History killed her father, or so she thinks. The Viking Prayer of Deliverance has deeply informed her own life as have a number of other historical events, whether she lived them or their literature or a reproduction in dramatizations, film, books or wherever. This is like a meditation on history – what it is, what it isn’t. How one dying woman sees it intertwined throughout her life.
Claudia grew up with her brother, Gordon, a bit older than herself and with whom she was too close. Theirs was a middle class home where education was important, but later she married and separated from Jason, a film-maker who specializes in documentaries. Meanwhile she studied and wrote history.
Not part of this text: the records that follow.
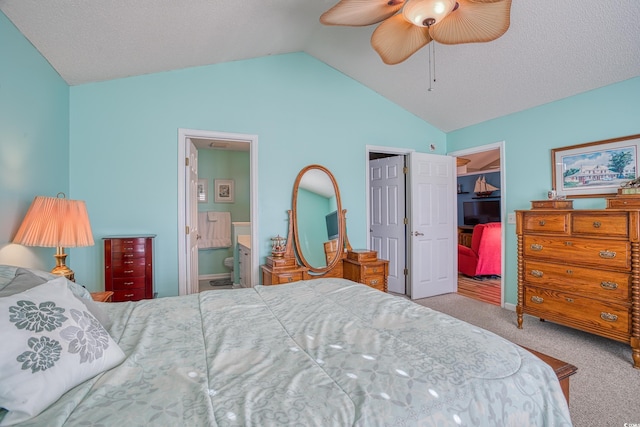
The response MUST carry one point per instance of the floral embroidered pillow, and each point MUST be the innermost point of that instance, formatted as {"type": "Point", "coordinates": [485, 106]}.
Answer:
{"type": "Point", "coordinates": [50, 344]}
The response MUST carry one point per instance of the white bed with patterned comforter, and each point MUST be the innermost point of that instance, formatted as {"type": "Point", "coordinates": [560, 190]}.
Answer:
{"type": "Point", "coordinates": [326, 352]}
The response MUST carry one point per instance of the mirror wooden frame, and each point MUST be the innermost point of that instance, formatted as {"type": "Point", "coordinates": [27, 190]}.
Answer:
{"type": "Point", "coordinates": [341, 235]}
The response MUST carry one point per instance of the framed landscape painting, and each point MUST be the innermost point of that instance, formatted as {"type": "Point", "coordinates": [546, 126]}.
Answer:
{"type": "Point", "coordinates": [595, 169]}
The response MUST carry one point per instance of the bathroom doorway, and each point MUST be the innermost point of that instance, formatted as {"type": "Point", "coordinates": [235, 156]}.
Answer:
{"type": "Point", "coordinates": [207, 144]}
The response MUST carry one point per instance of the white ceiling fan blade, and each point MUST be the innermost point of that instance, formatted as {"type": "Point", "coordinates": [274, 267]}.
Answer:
{"type": "Point", "coordinates": [473, 22]}
{"type": "Point", "coordinates": [358, 13]}
{"type": "Point", "coordinates": [396, 39]}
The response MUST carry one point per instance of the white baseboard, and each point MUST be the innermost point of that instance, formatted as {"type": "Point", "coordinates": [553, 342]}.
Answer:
{"type": "Point", "coordinates": [215, 276]}
{"type": "Point", "coordinates": [509, 306]}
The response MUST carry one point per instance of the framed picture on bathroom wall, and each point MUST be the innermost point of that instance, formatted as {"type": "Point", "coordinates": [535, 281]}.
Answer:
{"type": "Point", "coordinates": [203, 191]}
{"type": "Point", "coordinates": [223, 191]}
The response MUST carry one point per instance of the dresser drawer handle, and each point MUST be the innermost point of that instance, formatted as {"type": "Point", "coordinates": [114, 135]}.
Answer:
{"type": "Point", "coordinates": [607, 254]}
{"type": "Point", "coordinates": [608, 317]}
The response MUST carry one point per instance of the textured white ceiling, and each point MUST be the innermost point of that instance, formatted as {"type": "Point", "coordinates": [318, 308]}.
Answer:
{"type": "Point", "coordinates": [553, 49]}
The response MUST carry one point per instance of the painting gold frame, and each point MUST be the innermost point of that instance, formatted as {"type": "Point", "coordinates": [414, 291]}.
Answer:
{"type": "Point", "coordinates": [594, 169]}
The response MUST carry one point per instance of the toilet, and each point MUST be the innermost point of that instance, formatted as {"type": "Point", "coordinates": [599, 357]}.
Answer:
{"type": "Point", "coordinates": [228, 262]}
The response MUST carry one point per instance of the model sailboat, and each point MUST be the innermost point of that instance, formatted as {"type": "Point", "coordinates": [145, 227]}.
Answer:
{"type": "Point", "coordinates": [482, 188]}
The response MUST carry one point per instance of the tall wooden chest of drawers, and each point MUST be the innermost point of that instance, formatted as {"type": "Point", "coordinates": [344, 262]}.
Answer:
{"type": "Point", "coordinates": [581, 268]}
{"type": "Point", "coordinates": [128, 267]}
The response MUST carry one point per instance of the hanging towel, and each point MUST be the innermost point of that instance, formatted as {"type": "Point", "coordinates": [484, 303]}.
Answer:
{"type": "Point", "coordinates": [214, 229]}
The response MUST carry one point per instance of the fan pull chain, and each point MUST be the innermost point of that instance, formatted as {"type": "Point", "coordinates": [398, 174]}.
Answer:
{"type": "Point", "coordinates": [432, 65]}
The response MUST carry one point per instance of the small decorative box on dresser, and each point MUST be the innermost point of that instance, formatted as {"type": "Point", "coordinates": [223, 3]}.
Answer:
{"type": "Point", "coordinates": [363, 266]}
{"type": "Point", "coordinates": [128, 267]}
{"type": "Point", "coordinates": [102, 296]}
{"type": "Point", "coordinates": [581, 268]}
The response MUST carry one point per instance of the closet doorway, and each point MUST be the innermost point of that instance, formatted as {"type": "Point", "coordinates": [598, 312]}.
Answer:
{"type": "Point", "coordinates": [188, 141]}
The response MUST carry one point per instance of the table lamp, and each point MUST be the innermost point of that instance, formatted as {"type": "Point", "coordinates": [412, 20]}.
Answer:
{"type": "Point", "coordinates": [56, 222]}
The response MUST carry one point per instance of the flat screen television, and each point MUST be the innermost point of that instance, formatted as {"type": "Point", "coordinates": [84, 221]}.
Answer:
{"type": "Point", "coordinates": [481, 211]}
{"type": "Point", "coordinates": [332, 225]}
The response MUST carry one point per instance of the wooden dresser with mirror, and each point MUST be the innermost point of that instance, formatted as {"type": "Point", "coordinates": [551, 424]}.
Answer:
{"type": "Point", "coordinates": [317, 245]}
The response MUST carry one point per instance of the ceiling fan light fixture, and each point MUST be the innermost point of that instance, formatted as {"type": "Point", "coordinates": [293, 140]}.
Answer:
{"type": "Point", "coordinates": [425, 13]}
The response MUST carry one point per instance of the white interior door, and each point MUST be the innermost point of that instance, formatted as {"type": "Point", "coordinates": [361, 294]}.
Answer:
{"type": "Point", "coordinates": [433, 225]}
{"type": "Point", "coordinates": [192, 219]}
{"type": "Point", "coordinates": [387, 232]}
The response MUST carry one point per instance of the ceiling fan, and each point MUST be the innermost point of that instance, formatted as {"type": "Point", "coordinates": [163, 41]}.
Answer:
{"type": "Point", "coordinates": [408, 25]}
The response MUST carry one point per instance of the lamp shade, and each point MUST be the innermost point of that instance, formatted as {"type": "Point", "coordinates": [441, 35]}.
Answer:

Together they had one daughter, Lisa, whom Claudia finds a tad too conventional.
But in the frame story Claudia lies in her bed remembering these things which always seem to feature history in some way, while the nurses flutter and Lisa visits from time to time.
When Gordon marries Sylvia and they live in the US Claudia visits them and they tour the Plymouth Rock settlement attraction, Sylvia is nice looking and dim but a good wife for Gordon. But Claudia is a successful writer of history books and that is a point not to be missed.
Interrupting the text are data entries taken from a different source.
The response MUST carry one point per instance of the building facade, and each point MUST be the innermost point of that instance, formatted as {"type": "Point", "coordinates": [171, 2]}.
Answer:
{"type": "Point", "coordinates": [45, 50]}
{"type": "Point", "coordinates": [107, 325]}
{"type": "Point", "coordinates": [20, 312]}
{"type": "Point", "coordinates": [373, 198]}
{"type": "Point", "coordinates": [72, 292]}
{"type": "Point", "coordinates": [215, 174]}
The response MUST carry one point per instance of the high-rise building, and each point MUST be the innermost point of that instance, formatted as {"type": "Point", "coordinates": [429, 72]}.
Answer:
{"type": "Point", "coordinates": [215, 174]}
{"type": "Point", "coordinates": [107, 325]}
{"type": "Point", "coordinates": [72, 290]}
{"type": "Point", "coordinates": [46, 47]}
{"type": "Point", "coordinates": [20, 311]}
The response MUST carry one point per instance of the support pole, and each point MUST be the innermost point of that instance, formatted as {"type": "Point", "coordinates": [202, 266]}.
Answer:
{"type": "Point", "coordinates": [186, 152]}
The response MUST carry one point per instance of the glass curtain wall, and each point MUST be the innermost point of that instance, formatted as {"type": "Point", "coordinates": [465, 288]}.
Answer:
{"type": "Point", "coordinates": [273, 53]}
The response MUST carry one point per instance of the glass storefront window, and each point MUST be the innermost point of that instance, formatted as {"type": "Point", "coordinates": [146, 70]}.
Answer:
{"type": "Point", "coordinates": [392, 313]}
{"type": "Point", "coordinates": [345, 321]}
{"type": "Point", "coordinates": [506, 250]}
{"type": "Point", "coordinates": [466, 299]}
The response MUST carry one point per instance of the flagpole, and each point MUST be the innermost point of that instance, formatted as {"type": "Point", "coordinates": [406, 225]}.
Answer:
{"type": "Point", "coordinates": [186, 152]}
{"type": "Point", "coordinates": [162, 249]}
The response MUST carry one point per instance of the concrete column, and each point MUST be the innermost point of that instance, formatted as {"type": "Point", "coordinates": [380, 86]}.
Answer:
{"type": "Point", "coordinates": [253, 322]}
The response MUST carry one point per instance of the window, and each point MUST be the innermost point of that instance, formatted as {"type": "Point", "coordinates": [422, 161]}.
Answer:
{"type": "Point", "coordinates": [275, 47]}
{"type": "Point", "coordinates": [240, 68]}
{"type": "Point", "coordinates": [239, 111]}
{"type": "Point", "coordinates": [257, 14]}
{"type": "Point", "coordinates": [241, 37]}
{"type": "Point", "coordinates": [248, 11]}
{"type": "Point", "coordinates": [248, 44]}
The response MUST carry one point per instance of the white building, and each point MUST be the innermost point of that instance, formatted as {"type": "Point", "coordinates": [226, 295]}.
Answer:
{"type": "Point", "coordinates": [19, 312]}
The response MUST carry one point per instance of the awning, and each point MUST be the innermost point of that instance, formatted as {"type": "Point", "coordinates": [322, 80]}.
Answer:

One theme in the book and in her life is war – wars figure prominently, wars of the world in England back in the days of the Viking invasions and in Egypt during WWII. Also in Mexico filming and in Hungary – when Russia moved in.
And another theme is love – many kinds in many places, for many people and not always for the right person or the right reasons. Love in times of war or peace, babies, life and death juxtaposed.
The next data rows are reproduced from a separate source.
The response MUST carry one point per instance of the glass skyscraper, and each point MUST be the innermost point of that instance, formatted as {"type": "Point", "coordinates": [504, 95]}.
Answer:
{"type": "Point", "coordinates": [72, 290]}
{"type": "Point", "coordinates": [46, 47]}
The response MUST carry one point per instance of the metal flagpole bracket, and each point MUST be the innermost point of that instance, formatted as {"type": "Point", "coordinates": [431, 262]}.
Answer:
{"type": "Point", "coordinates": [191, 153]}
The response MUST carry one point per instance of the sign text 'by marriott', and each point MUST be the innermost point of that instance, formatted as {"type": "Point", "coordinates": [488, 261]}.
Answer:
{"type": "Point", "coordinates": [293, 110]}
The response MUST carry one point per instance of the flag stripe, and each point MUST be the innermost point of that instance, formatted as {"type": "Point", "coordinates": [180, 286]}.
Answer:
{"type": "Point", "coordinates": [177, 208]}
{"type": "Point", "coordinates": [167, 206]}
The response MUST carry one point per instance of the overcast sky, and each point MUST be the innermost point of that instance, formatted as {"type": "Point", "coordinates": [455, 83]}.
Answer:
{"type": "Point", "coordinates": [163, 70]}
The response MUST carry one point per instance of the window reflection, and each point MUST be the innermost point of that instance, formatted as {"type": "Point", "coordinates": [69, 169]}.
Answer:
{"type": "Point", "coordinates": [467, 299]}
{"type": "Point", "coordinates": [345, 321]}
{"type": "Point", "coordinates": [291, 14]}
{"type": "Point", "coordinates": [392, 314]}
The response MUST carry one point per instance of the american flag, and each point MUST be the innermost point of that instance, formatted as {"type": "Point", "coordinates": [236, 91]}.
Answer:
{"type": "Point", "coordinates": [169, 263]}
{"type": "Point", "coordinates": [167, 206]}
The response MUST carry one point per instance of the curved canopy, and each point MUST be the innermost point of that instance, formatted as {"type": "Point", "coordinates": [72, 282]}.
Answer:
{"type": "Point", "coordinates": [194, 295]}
So it’s about war and love together because also in her life is a young man named Tom during her time in WWII Egypt, and there’s a boy named Laszlo who comes when the Russians take Hungary. They both love the empty places in Claudia in ways her family can’t quite find. Gordon is there too – until he’s not.
It all woven into the history of the world, or is the history of the world woven into her life?
The point of view changes regularly and often without warning which makes for a fascinating read because it’s very well done. One minute we’re reading about how Claudia feels regarding religion and God. She believes in God because “Who else could bugger things up so effectively?” And the next minute we’re inside Lisa’s head where she’s thinking of the lover she won’t tell her mother about because Claudia would not disapprove.
There are some slow parts or parts which felt like they were too long, but in the end it all comes together just right – beautiful.